The CRH1 antagonist GSK561679 increases human fear but not anxiety as assessed by startle

Abstract

Fear to predictable threat and anxiety to unpredictable threat reflect distinct processes mediated by different brain structures, the central nucleus of the amygdala and the bed nucleus of the stria terminalis (BNST), respectively. This study tested the hypothesis that the corticotropin-releasing factor (CRF1) antagonist GSK561679 differentially reduces anxiety but increases fear in humans. A total of 31 healthy females received each of four treatments: placebo, 50 mg GSK561679 (low-GSK), 400 mg GSK561679 (high-GSK), and 1 mg alprazolam in a crossover design. Participants were exposed to three conditions during each of the four treatments. The three conditions included one in which predictable aversive shocks were signaled by a cue, a second during which shocks were administered unpredictably, and a third condition without shock. Fear and anxiety were assessed using the acoustic startle reflex. High-GSK had no effect on startle potentiation during unpredictable threat (anxiety) but increased startle potentiation during the predictable condition (fear). Low-GSK did not affect startle potentiation across conditions. Consistent with previous findings, alprazolam reduced startle potentiation during unpredictable threat but not during predictable threat.
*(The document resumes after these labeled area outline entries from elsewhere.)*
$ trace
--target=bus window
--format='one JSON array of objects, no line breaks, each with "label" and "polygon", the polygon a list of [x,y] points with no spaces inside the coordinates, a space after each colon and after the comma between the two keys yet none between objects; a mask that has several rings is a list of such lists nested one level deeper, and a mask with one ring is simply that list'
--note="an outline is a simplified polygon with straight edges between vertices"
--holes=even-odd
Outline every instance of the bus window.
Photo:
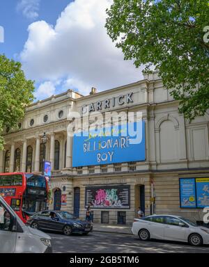
[{"label": "bus window", "polygon": [[0,186],[22,186],[22,176],[21,175],[1,175]]},{"label": "bus window", "polygon": [[46,181],[43,176],[26,174],[27,186],[46,188]]}]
The increased fear by high-GSK replicates animal findings and suggests a lift of the inhibitory effect of the BNST on the amygdala by the CRF1 antagonist.

Figure 1

Schematic of the threat experiment. There were three conditions—no-shock (N), predictable shock (P), and unpredictable shock (U)—presented in two orders, each including three N, two P, and two U in each of the two orders (UNPNPNU as shown or PNUNUNP). Each N, P, and U condition contained four 8-s cues of different colors and geometric shapes (for illustration purposes, the cues are squares in N, circles in P, and triangles in U). In each P condition, a shock (indicated by ) was randomly associated with one of the four threat cues; it was administered 7.5 s after its onset. In each U condition, a shock was administered randomly in the absence of the cues. In the N condition, no shock was administered. Startle stimuli (indicated by ↑) were delivered in the presence and in the absence of the cue (ie, during intertrial intervals).

Figure 2

(Top) Fear-potentiated startle (difference startle magnitude between threat cue and ITI in the predictable (P) condition). (Bottom) Anxiety-potentiated startle (difference ITI startle magnitude between the unpredictable (U) and the predictable (P) condition). *p<0.05, **p<0.01, ***p<0.001.